In other fields, you can claim to have built a highly improbably apparatus – for example a soup bowl that is served to a customer at a restaurant and perpetually refills while they are eating from it – and no one even asks to see what the unlikely apparatus even looks like much less poses a question on HTF it actually works, and when you present your “data” from your “experiments”, they all agree you’ve made a major discovery and proceed to build on it with their own “research” using their own similarly reliable methods. These are the “0.2 is amazing and frequenly leads to major discoveries” fields.
In some fields researchers seek reliable methods and pursue these methods over the long run to generate major discoveries.
In other fields researchers make major discoveries and eschew reliable methods due to their propensity to undermine major discoveries.
BTW, the soup bowl supposedly refilled *without the customer knowing it was refilling*. A truly amazing piece of research hardware.
You’d think some other researcher might wanted to try the same with a perpetual Twinkie – a Twinkie that no matter how many bites you take, it’s never gone: does the Twinkie eater just continue blissfully snacking away, not even noticing they have taken 57 bites from 3-inch long Twinkie?
That’s how research would be tested in other disciplines: one perpetual soup bowl simply wouldn’t satisfy the entire discipline. They would want to see the same concept tested with perpetual Twinkies, a never-emptying plate of #5 spicy Tai food, or maybe even a perpetual bong hit! How long can someone toke on bong hit before they notice the bowl is never burned? I guess you’d also have to have a perpetual Bic lighter…

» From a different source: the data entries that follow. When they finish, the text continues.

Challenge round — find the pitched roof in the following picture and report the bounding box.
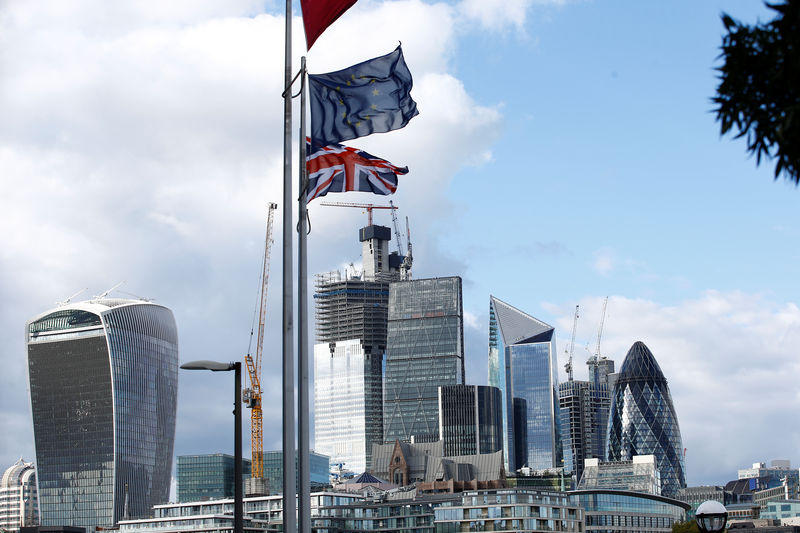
[489,296,555,346]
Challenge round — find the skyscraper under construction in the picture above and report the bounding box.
[314,225,403,472]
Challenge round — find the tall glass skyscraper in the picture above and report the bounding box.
[175,453,251,502]
[608,341,686,497]
[26,299,178,528]
[314,339,383,474]
[383,277,464,442]
[489,296,562,470]
[439,385,503,457]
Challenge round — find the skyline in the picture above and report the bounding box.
[0,0,800,485]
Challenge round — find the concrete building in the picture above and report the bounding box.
[175,453,250,502]
[558,370,613,483]
[119,492,363,533]
[578,455,661,495]
[675,485,729,520]
[26,298,178,529]
[264,450,331,494]
[439,385,503,455]
[314,225,403,473]
[0,458,39,531]
[434,489,584,533]
[372,441,505,493]
[489,296,562,471]
[569,489,689,533]
[606,341,686,497]
[383,277,464,442]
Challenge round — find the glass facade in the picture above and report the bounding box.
[312,501,435,533]
[434,489,583,533]
[0,458,39,532]
[314,339,383,473]
[383,277,464,442]
[26,299,178,528]
[489,296,562,470]
[439,385,503,457]
[569,490,689,533]
[607,341,686,496]
[314,270,389,473]
[264,451,330,494]
[175,453,250,502]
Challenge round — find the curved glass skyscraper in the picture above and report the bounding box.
[608,341,686,496]
[26,299,178,529]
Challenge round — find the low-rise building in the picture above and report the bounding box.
[119,492,363,533]
[675,485,727,520]
[434,489,584,533]
[578,455,661,494]
[569,489,690,533]
[0,458,39,531]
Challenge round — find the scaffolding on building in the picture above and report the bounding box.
[314,271,389,353]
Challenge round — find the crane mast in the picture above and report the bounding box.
[242,203,278,486]
[594,296,608,362]
[389,200,403,254]
[564,305,579,381]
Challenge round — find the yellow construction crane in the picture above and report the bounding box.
[242,203,278,493]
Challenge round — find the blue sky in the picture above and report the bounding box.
[0,0,800,490]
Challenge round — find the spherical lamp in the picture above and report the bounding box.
[694,500,728,533]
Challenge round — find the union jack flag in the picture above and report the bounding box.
[306,137,408,202]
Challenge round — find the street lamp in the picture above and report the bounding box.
[694,500,728,533]
[181,361,244,533]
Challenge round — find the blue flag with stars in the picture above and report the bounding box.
[308,46,419,146]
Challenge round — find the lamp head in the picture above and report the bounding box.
[181,360,236,372]
[695,500,728,533]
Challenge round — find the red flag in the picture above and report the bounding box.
[300,0,356,50]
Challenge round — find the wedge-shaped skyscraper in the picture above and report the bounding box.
[489,296,562,470]
[608,341,686,497]
[26,299,178,530]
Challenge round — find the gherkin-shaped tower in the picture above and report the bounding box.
[608,341,686,496]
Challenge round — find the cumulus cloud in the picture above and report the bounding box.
[458,0,566,31]
[547,291,800,484]
[0,0,502,464]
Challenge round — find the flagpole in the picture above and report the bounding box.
[297,56,311,533]
[282,0,297,533]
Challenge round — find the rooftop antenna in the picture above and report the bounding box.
[95,281,125,300]
[564,305,580,381]
[118,291,153,302]
[56,287,89,307]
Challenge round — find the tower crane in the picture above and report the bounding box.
[587,296,608,366]
[389,200,403,254]
[242,203,278,487]
[564,305,579,381]
[319,202,397,226]
[400,217,414,281]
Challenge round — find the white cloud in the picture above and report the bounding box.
[0,0,501,464]
[592,248,617,276]
[459,0,566,31]
[548,291,800,484]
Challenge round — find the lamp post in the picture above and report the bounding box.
[181,361,244,533]
[694,500,728,533]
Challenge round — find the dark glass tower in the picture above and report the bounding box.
[383,277,464,442]
[608,341,686,496]
[26,299,178,529]
[175,453,251,503]
[439,385,503,456]
[489,296,562,471]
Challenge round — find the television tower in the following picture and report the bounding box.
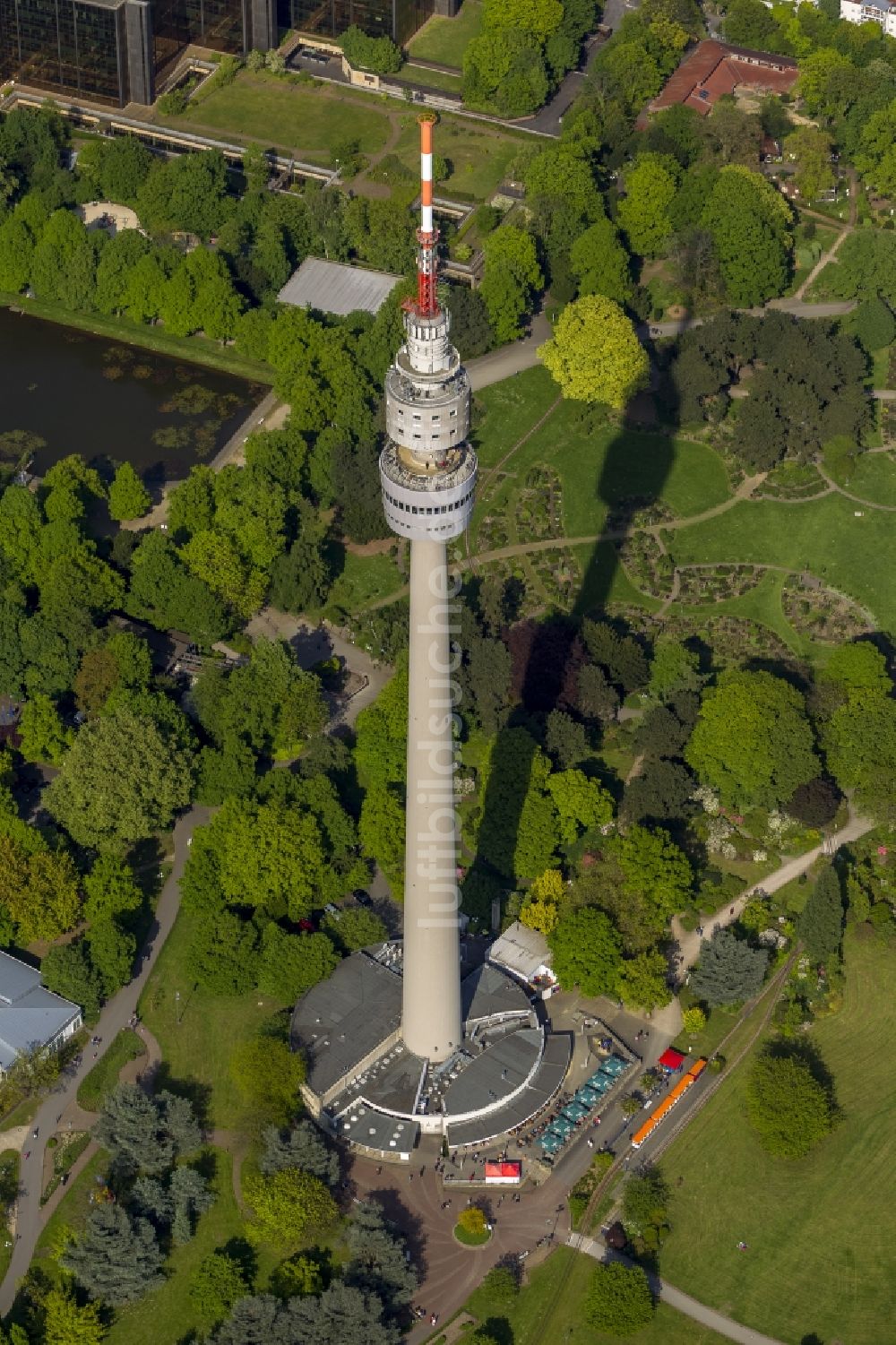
[379,116,477,1061]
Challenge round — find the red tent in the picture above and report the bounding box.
[486,1162,522,1184]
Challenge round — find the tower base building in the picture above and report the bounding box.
[292,117,572,1158]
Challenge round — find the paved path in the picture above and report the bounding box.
[566,1233,781,1345]
[0,807,210,1316]
[673,805,875,971]
[467,297,856,392]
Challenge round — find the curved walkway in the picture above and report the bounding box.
[671,803,875,971]
[0,807,210,1316]
[566,1233,781,1345]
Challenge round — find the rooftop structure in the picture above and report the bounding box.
[277,254,401,316]
[0,953,82,1073]
[647,38,799,116]
[0,0,277,108]
[840,0,896,38]
[488,920,555,988]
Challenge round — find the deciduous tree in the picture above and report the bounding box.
[538,295,649,409]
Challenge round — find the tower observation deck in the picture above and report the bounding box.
[379,116,477,1061]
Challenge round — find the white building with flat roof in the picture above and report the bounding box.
[840,0,896,38]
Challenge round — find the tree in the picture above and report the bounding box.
[61,1203,164,1307]
[257,910,339,1004]
[244,1168,339,1246]
[538,295,649,409]
[88,920,137,999]
[746,1045,835,1158]
[547,907,622,996]
[230,1037,306,1125]
[797,866,843,961]
[109,462,152,521]
[685,671,819,808]
[853,296,896,351]
[258,1120,339,1186]
[702,164,792,308]
[569,218,633,304]
[585,1262,654,1335]
[0,834,81,944]
[783,126,835,201]
[45,709,193,850]
[40,1289,107,1345]
[545,711,588,771]
[690,928,768,1007]
[40,939,102,1017]
[323,907,389,953]
[619,155,676,257]
[821,692,896,818]
[547,770,614,845]
[471,226,544,343]
[344,1200,417,1316]
[83,854,142,921]
[649,637,700,701]
[19,693,74,765]
[190,1252,250,1324]
[619,951,673,1012]
[821,640,893,695]
[96,1084,202,1177]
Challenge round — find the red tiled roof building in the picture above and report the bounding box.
[647,39,799,116]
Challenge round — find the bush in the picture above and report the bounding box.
[585,1262,654,1335]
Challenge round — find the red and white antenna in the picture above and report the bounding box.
[417,113,438,317]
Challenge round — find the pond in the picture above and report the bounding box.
[0,308,266,481]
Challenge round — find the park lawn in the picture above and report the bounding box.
[846,453,896,504]
[668,570,813,656]
[78,1028,147,1111]
[327,540,406,612]
[471,365,560,476]
[139,910,284,1130]
[167,70,389,163]
[665,494,896,629]
[461,1246,722,1345]
[571,542,662,615]
[0,1093,43,1131]
[108,1149,264,1345]
[392,113,531,201]
[662,931,896,1345]
[408,0,482,70]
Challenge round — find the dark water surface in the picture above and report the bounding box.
[0,308,266,480]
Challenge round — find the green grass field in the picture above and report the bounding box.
[845,453,896,504]
[408,0,482,70]
[666,487,896,629]
[140,912,282,1130]
[167,70,389,163]
[327,540,405,612]
[461,1246,722,1345]
[662,935,896,1345]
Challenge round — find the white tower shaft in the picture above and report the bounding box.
[379,116,477,1061]
[402,538,461,1060]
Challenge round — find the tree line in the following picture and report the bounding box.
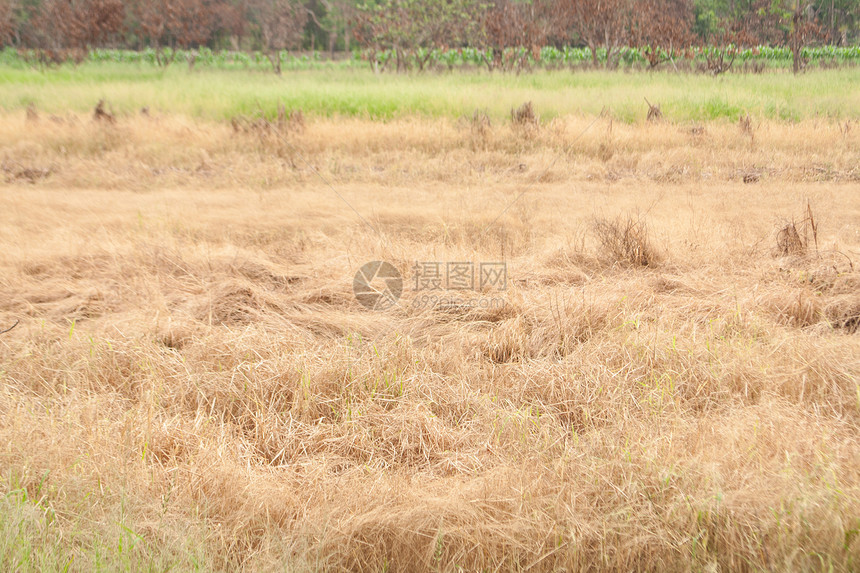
[0,0,860,73]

R² doesn’t measure how good your classification is. The predicted values of your voters should be individually close to 1 or 0, where 55% are close to 0 (“Democrats”) and 45% close to 1. That’s why a predicted value for an individual voter (!) which is either 0.45 or 0.55 is a rather bad classifier. You should use another evaluation metric or scoring rule like the Brier Score or Log Loss (Cross-Entropy Loss).
> The predicted values of your voters should be individually close to 1 or 0, […] That’s why a predicted value for an individual voter (!) which is either 0.45 or 0.55 is a rather bad classifier.
In this problem a classifier cannot do better than producing the probabilistic “prediction” p(1)=0.45 – or 0.55, depending on the covariate.
The Brier score will be the mean squared error of that prediction, i.e. 0.2475.
To measure how good your classification is you may want to compare it with the Brier score for the p(1)=0.5 prediction that ignores the covariate, i.e. 0.25. The relative improvement in the score happens to be 1% and it is not a coincidence.
(If your predicted values are individually close to 1 or 0 your Brier score will be much worse than 0.25. If you really want to predict values with certainty the best that you can do is to predict always p(1)=0 or always p(1)=1 depending on the covariate – to get the Brier score down to 0.45.)
> The predicted values of your voters should be individually close to 1 or 0, where 55% are close to 0 (“Democrats”) and 45% close to 1. That’s why a predicted value for an individual voter (!) which is either 0.45 or 0.55 is a rather bad classifier.
In this case a classifier predicting values that are individually close to 1 or 0 will be quite bad.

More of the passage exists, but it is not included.